Dataflow & Tiling Strategies in Edge-AI FPGA Accelerators: A Comprehensive Literature Review

Abstract

Edge-AI applications demand high-throughput, low-latency inference on FPGAs under tight resource and power constraints. This survey provides a comprehensive review of two key architectural decisions for FPGA-based neural network accelerators: (i) the dataflow (the order and manner in which data is moved and reused on chip), and (ii) the tiling/blocking strategy (how large tensors are partitioned to fit on-chip).
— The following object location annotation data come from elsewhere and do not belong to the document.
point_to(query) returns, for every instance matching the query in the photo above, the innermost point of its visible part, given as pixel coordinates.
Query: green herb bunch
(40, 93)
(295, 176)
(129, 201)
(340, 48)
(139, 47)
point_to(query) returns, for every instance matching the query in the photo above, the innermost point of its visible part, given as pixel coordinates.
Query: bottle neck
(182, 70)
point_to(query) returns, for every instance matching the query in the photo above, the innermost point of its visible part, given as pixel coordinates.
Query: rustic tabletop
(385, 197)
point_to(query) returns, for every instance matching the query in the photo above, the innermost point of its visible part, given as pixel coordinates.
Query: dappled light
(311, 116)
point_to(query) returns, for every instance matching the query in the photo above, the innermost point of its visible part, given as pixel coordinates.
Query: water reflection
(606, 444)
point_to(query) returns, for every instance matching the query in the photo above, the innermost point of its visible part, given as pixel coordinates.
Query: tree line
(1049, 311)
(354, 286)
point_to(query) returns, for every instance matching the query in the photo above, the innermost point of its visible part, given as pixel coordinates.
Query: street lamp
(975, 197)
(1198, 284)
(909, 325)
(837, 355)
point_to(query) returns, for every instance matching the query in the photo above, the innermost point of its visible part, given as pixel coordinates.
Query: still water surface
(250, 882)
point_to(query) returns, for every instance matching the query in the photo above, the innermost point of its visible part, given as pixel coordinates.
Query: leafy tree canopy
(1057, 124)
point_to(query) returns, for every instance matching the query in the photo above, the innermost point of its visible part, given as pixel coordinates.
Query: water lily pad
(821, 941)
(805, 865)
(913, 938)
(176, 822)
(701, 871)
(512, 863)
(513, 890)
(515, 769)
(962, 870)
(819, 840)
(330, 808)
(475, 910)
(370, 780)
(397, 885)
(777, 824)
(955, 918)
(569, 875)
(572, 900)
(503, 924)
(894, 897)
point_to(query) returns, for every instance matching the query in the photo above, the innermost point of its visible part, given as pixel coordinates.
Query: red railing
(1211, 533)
We first present a broadened taxonomy of canonical dataflow styles: Weight-Stationary, Output-Stationary, Row-Stationary, and No-Local-Reuse, including formal definitions, pseudocode/diagrams, and real FPGA examples. We then discuss analytical frameworks (MAESTRO, Timeloop) and compare them with a concise feature table, illustrating how they model reuse, performance, and hardware costs, and include a case study of a 3x3 convolution layer to demonstrate typical tool outputs. Next, we detail multi-level tiling and loop unrolling/pipelining strategies for FPGAs, clarifying how each memory tier (registers, LUTRAM, BRAM, HBM) can be exploited. Our four case studies - FINN, FINN-R, FlightLLM, and SSR - highlight distinct dataflows (from binary streaming to hybrid sparse transformations) and tiling patterns. We include a unified comparison matrix covering platform, precision, throughput, resource utilization, and energy efficiency, plus small block diagrams for each design. We conclude by examining design automation trade-offs among HLS, DSL, and hand-coded RTL, offering a "lessons learned" summary box, and charting future research directions in partial reconfiguration, hybrid dataflows, and domain-specific compiler flows for next-generation edge AI FPGA accelerators.